Robust Phase Behavior of Model Transient networks

TL;DR

This study investigates the phase behavior of model transient networks formed by microemulsion droplets linked with telechelic polymers, revealing a large monophasic region with distinct fluid and gel phases, and a two-phase region at low volume fractions.

Contribution

It presents a detailed experimental analysis of four different microemulsion-polymer systems, highlighting their phase behavior and the influence of molecular variations on network dynamics.

Findings

Identification of a large monophasic region with fluid and gel sub-phases

Observation of a two-phase region at low volume fractions

Correlation between molecular structure and phase behavior

Abstract

In order to study the viscoelastic properties of certain complex fluids which are described in terms of a multiconnected transient network we have developed a convenient model system composed of microemulsion droplets linked by telechelic polymers. The phase behavior of such systems has two characteristic features: a large monophasic region which consists of two sub-regions (a fluid sol phase and a viscoelastic gel phase) separated by a percolation line and a two phase region at low volume fraction with separation into a dilute sol phase and a concentrated gel phase. From the plausible origin of these features we expect them to be very similar in different systems.

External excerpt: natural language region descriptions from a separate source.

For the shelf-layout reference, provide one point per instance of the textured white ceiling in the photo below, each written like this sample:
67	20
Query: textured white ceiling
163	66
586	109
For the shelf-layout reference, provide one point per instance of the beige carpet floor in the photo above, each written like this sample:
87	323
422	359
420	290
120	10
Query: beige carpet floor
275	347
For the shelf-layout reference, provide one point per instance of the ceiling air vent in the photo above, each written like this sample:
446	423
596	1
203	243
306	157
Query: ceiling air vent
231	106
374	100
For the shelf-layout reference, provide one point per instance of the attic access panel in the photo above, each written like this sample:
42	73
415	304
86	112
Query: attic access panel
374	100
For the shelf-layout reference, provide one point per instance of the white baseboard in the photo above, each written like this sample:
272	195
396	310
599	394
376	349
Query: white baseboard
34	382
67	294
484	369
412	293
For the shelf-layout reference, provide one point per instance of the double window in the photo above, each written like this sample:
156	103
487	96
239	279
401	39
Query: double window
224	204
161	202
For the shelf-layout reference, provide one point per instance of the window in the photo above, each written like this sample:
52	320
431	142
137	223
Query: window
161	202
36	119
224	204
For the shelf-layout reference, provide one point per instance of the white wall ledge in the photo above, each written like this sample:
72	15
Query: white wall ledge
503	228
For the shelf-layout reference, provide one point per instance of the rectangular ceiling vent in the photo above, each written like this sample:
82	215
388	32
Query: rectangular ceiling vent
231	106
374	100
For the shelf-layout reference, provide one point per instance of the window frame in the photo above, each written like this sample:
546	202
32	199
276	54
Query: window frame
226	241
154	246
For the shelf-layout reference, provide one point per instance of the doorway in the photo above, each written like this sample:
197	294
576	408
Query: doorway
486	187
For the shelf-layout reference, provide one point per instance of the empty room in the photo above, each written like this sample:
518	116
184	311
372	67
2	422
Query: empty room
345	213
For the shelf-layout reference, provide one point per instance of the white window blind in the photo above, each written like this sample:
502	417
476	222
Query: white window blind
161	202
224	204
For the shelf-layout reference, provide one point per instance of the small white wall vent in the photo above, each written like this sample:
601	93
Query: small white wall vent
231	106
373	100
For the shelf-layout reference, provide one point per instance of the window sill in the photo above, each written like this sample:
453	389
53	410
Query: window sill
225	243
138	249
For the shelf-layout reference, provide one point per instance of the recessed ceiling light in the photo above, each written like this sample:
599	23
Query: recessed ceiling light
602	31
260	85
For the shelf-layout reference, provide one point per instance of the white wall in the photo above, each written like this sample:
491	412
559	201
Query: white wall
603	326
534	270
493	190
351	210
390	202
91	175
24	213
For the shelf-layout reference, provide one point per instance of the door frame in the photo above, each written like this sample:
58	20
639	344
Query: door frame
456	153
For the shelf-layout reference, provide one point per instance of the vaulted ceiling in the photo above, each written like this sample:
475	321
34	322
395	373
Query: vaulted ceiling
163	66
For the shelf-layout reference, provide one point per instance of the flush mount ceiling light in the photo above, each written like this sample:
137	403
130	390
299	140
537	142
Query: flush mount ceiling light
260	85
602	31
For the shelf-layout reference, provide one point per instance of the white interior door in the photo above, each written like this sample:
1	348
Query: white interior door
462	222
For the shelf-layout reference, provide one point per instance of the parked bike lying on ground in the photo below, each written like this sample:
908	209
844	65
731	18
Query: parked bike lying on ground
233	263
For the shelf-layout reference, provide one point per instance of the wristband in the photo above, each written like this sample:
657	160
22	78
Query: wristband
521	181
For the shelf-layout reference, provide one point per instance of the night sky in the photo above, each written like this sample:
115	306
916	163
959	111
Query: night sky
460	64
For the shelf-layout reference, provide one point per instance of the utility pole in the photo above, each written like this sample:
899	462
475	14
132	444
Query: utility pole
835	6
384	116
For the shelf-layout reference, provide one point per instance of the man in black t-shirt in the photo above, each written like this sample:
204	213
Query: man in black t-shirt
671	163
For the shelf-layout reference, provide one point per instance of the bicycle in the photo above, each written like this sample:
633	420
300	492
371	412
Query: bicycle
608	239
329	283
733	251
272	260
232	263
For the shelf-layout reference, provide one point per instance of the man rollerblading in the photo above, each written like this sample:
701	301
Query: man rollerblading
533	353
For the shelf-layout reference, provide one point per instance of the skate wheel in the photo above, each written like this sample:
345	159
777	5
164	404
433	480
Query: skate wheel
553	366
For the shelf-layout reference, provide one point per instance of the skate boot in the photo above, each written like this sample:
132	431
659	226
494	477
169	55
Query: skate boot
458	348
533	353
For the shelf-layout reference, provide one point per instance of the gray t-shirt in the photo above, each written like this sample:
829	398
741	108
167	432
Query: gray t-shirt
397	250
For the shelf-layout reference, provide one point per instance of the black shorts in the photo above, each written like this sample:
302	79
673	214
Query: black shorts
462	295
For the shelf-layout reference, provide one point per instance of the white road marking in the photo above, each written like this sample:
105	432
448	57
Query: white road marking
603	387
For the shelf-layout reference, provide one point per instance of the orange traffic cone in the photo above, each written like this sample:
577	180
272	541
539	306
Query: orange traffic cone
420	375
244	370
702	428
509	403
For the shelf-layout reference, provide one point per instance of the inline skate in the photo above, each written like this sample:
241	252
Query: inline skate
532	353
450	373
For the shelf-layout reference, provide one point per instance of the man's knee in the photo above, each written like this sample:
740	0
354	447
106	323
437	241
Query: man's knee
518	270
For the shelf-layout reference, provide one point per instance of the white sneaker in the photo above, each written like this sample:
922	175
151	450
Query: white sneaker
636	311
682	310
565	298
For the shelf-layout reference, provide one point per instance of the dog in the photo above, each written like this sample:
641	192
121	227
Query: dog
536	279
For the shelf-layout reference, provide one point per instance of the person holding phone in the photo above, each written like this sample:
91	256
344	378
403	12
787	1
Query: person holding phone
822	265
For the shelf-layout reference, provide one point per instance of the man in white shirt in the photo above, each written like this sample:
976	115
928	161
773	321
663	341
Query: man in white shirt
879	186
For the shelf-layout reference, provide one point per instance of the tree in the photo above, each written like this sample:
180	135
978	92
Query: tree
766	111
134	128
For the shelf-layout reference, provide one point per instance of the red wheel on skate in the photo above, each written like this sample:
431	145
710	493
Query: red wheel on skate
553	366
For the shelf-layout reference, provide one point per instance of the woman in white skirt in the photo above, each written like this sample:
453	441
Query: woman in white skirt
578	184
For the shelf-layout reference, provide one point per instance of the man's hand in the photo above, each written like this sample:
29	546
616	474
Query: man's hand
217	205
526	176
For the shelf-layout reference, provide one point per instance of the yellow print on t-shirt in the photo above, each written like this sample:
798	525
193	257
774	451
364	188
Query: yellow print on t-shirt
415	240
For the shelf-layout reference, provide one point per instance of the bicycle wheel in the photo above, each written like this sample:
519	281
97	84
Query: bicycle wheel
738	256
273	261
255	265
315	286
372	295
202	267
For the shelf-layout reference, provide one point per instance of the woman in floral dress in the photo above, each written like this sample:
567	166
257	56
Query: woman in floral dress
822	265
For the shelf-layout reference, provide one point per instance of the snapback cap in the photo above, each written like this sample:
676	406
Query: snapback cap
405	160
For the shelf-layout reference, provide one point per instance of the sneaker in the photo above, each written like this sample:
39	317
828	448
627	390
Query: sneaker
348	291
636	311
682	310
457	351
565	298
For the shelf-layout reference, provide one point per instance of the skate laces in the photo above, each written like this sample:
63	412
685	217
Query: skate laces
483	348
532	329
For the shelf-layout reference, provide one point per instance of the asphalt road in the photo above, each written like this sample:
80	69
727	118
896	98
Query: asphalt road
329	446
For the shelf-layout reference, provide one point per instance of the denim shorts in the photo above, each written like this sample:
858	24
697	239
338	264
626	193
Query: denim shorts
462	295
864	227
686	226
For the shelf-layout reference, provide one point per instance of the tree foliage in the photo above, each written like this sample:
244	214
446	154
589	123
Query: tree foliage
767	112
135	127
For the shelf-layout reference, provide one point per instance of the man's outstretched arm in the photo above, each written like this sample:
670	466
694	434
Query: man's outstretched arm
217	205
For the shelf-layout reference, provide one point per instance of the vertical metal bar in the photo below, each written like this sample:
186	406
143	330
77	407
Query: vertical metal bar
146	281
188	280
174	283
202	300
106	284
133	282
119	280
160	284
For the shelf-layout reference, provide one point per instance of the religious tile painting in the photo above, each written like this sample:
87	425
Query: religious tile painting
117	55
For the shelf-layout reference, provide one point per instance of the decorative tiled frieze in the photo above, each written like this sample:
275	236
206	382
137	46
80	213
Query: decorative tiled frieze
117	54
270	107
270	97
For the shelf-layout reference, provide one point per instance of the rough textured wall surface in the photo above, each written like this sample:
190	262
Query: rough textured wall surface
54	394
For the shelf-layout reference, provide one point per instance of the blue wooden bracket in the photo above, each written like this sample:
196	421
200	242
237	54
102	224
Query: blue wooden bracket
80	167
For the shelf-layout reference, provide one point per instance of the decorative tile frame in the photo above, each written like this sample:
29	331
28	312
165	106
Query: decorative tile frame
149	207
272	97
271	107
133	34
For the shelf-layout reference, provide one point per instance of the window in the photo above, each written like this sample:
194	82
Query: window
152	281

We describe here the phase behavior of four different systems we prepared in order to vary the time scale of the dynamical response of the transient network; they consist of the combination of two oil(decane) in water microemulsions differing by the stabilizing surfactant monolayer (Cetyl pyridinium chloride/octanol or TX100/TX35) and of two telechelic polymers which are end-grafted poly (ethylene oxide) chains, differing by the end-grafted hydrophobic aliphatic chains (C12H25 or C18H37).